BIRD
Une fable humaniste bouleversante sur un enfant tombé du nid
Bailey vit avec son frère et son père dans un squat. Malgré ses douze ans, elle est souvent obligée de gérer des situations d’adulte. Mais entre le mariage de son père à venir et sa puberté qui débute, l’adolescente a besoin d’attention. Et c’est en l’étrange Bird qu’elle va trouver un ami…
Après un étonnant documentaire sur une vache, "Cow", Andrea Arnold revient à un cinéma plus fidèle à sa filmographie, où les laissés-pour-compte sont mis dans la lumière, préférant toujours le naturalisme aux artifices clinquants. Mais cette fois, sa chronique sociale prend la forme d’un portrait déchirant d’une adolescente rebelle. Bailey vit dans un squat au nord de Kent, avec son frère et son père, dont le comportement ne suggère pas qu’il est le patriarche de la famille. D’ailleurs, il a prévu de se marier avec sa nouvelle copine. Quatre mois qu’ils sont ensemble, on est dans une relation longue. Pour Bailey, ce n’est pas un problème, elle a l’habitude des obsessions et des folies de son père. Et en plus, il a un plan pour se faire de l’argent, projet qui implique de la drogue et un crapaud. Non ce qui énerve le plus la gamine, c’est qu’on la force à porter une horrible robe léopard violette, à elle, le garçon manqué. Elle décide alors de claquer la porte, et durant ses pérégrinations, va rencontrer un homme qu’on surnomme Bird, début d’une aventure et d’une étrange amitié.
Poursuivant son exploration des classes sociales, la digne héritière de Ken Loach signe une nouvelle fresque poignante sur les marginaux, où la vitalité de son cinéma continue d’impressionner malgré le poids des années qui s’accumulent. Avec sa caméra au plus proche des corps, la cinéaste ne s’éloigne de ses protagonistes que dans de rares moments, lorsqu’elle décide de capturer également la nature, les insectes et les oiseaux qui construisent la musique de cette campagne dans laquelle le personnage principal aime tant se ressourcer. Loin du tumulte d’un monde bien trop violent, la jeune fille y trouve une échappatoire, un endroit de liberté et de sécurité dans lequel elle a le droit de se comporter comme une enfant de son âge, heureuse de marcher dans le sable et de courir dans l’herbe.

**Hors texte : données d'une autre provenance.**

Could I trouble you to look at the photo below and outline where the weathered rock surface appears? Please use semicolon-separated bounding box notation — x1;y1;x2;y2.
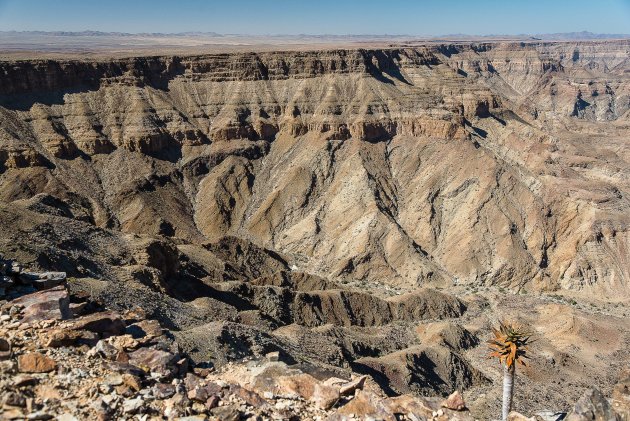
0;41;630;419
0;41;630;296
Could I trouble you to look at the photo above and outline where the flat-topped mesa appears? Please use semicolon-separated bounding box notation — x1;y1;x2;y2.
0;41;630;294
0;48;497;153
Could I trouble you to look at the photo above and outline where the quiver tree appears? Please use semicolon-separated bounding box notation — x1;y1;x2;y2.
488;322;531;421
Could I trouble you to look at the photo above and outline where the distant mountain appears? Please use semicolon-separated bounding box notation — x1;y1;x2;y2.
534;31;630;40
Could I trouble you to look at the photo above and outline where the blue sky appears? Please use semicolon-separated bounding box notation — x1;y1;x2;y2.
0;0;630;35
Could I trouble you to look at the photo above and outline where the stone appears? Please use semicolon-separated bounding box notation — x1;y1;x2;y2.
122;397;144;414
0;338;13;361
42;329;82;348
56;412;79;421
339;376;367;396
2;392;26;408
441;390;466;411
188;386;209;402
332;390;396;421
26;411;55;421
107;334;139;351
101;374;123;386
94;339;119;361
13;374;39;388
129;348;178;375
210;405;241;421
122;373;142;392
566;388;619;421
229;384;269;408
12;286;72;323
507;411;536;421
276;373;319;400
126;320;163;341
71;311;125;336
18;352;57;373
206;395;221;410
311;383;340;410
153;383;174;399
20;272;66;290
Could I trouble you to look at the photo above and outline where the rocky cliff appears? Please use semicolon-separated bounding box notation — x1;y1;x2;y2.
0;41;630;418
0;42;630;295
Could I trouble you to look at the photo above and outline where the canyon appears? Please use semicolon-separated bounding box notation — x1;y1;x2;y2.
0;40;630;418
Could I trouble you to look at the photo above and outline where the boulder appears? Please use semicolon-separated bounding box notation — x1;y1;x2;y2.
129;348;179;376
20;272;66;290
71;311;125;336
0;338;12;361
18;352;57;373
442;390;466;411
311;383;340;410
11;286;72;323
329;390;396;421
567;388;621;421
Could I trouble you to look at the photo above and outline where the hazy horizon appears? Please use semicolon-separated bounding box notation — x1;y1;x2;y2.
0;0;630;37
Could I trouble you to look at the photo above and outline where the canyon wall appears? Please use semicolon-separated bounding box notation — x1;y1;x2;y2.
0;41;630;299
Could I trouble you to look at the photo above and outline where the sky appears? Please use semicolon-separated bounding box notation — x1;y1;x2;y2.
0;0;630;36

Triple récompensée à Cannes, la réalisatrice ose alimenter sa chronique de touches de fantastique, transformant sa peinture du paupérisme en un conte qui devrait vous rappeler un certain film français, présent l’année dernière sur la Croisette. Questionnant la figure paternelle, "Bird" réussit à transcender son scénario très (trop) prévisible par une émotion vibrante, où les petits détails produisent les plus grandes larmes. Comme souvent avec la Britannique, le métrage est accompagné d’une bande-son soignée et électrisante, et révèle de nouveaux visages. Entre la poésie de Franz Rogowski et les punchlines de Barry Keoghan, c’est bien Nykiya Adams dont on retiendra le plus la performance, saisissante de justesse dans le rôle casse-gueule de cette bambine obligée de jouer les adultes. Lumineux et onirique, "Bird" s’affirme comme une très belle ode à la jeunesse et comme l’une des premières sensations de cette édition 2024 du Festival de Cannes.